O músico faleceu aos 63 anos em Manaus após meses de internação; legado inclui mais de 130 obras que marcaram o carnaval e a cultura popular do Amazonas

Escrito por Clara Gentil
26 de maio de 2025
Fotos: Reprodução/Instagram

Autoridades do Amazonas e representantes do meio artístico local manifestaram pesar pela morte do sambista e compositor Paulo Juvêncio de Melo Israel, conhecido como Paulo Onça, ocorrida nesta segunda-feira (26/5), em Manaus. O artista, de 63 anos, estava internado no Hospital Universitário Getúlio Vargas (HUGV) desde dezembro de 2024, após ter sido violentamente agredido em um episódio ocorrido logo após um acidente de trânsito na capital.

Referência no samba amazonense, Paulo Onça teve uma carreira marcada por composições que se tornaram parte do repertório cultural do estado.
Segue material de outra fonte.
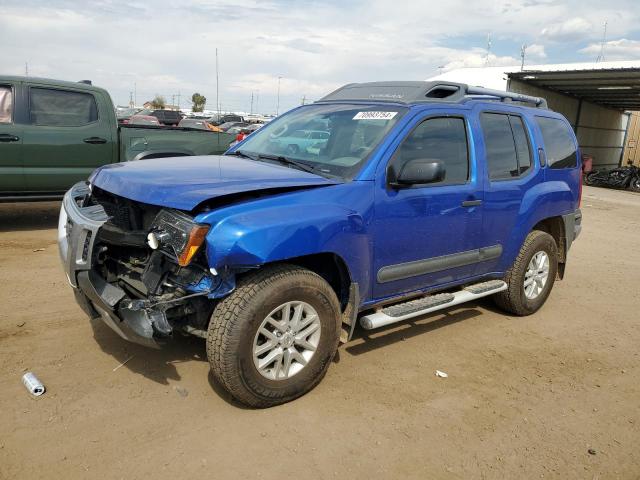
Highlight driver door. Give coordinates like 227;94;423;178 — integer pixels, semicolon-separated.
373;110;482;299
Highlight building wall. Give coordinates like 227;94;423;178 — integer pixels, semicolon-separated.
508;80;628;168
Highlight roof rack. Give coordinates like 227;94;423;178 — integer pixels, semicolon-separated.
318;81;547;108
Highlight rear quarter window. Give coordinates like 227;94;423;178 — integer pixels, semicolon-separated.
536;117;578;169
0;85;13;123
29;87;98;127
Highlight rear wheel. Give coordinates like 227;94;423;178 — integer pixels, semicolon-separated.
207;265;341;408
493;230;558;316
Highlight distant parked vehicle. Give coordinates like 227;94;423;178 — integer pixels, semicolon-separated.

Um de seus marcos mais lembrados é o samba-enredo “Nem Verde e Nem Rosa”, que levou a Escola de Samba Vitória Régia ao título do carnaval manauara em 1990.

Além de sua atuação nas agremiações locais, o compositor também ganhou destaque fora do Amazonas, como no carnaval do Rio de Janeiro, onde assinou o samba da Acadêmicos da Grande Rio em 2017, em homenagem à cantora Ivete Sangalo — um dos enredos mais celebrados daquele ano. Ao longo de sua trajetória, compôs mais de 130 músicas, muitas delas defendidas por intérpretes e agremiações do cenário amazonense.
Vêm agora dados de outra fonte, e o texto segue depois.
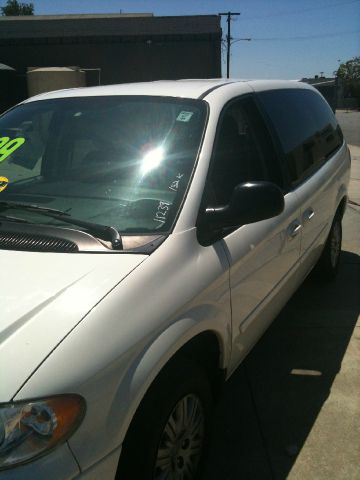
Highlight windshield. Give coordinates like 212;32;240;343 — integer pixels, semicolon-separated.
0;96;206;234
Paulo Onça e Ivete Sangalo no carnaval do Rio de Janeiro. — Foto: Reprodução/Instagram

Em nota nas redes sociais, a escola de samba reforçou a trajetória do sambista. “Paulo Onça era integrante da ala de compositores da nossa escola, tendo integrado a parceria campeã do samba enredo de 2017, que homenageou a cantora Ivete Sangalo. Lamentamos profundamente a perda e nos solidarizamos com os familiares e amigos nesse momento de dor”.  

Nota da escola de samba Acadêmicos da Grande Rio. — Imagem: Reprodução/Instagram

Em nota oficial, o Governo do Amazonas lamentou a perda e reconheceu o legado de Paulo Onça para a cultura popular do estado. “Neste momento de dor, nos solidarizamos com os familiares, amigos e admiradores de Paulo Onça. Sua voz e sua poesia seguem eternas nas rodas de samba”.
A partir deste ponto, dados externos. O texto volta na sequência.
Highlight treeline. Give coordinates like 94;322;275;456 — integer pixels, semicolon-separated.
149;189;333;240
A Câmara Municipal de Manaus (CMM), por meio do presidente David Reis (Avante), destacou sua contribuição para o engrandecimento do carnaval local.

Paulo Onça, como era carinhosamente conhecido, se destacou por contribuir de forma significativa para a cultura do carnaval e para o engrandecimento da música popular. A CMM se solidariza com seus familiares e amigos, desejando força para enfrentar essa irreparável perda”. 

O espaço cultural Quintal do Couro Velho, tradicional reduto do samba em Manaus, também homenageou o artista, classificando sua morte como uma perda irreparável para o samba amazonense. “Lamentamos a perda irreparável ao samba e à cultura amazonense, e nos solidarizamos com os familiares neste momento de dor e saudade.” 

Nota do Grupo Couro Velho. — Imagem: Reprodução/Instagram 

Cleildo Barroso, presidente do Grêmio Recreativo Cultural A Grande Família, destacou a referência de Paulo Onça para o Amazonas.

“É com profundo pesar que comunicamos o falecimento de Paulo Onça, grande sambista e compositor, referência na cultura popular e na preservação do samba. Sua partida deixa um imenso vazio, mas também um legado de música, poesia e amor à nossa cultura. Que sua voz e seu compasso sigam ecoando na eternidade”.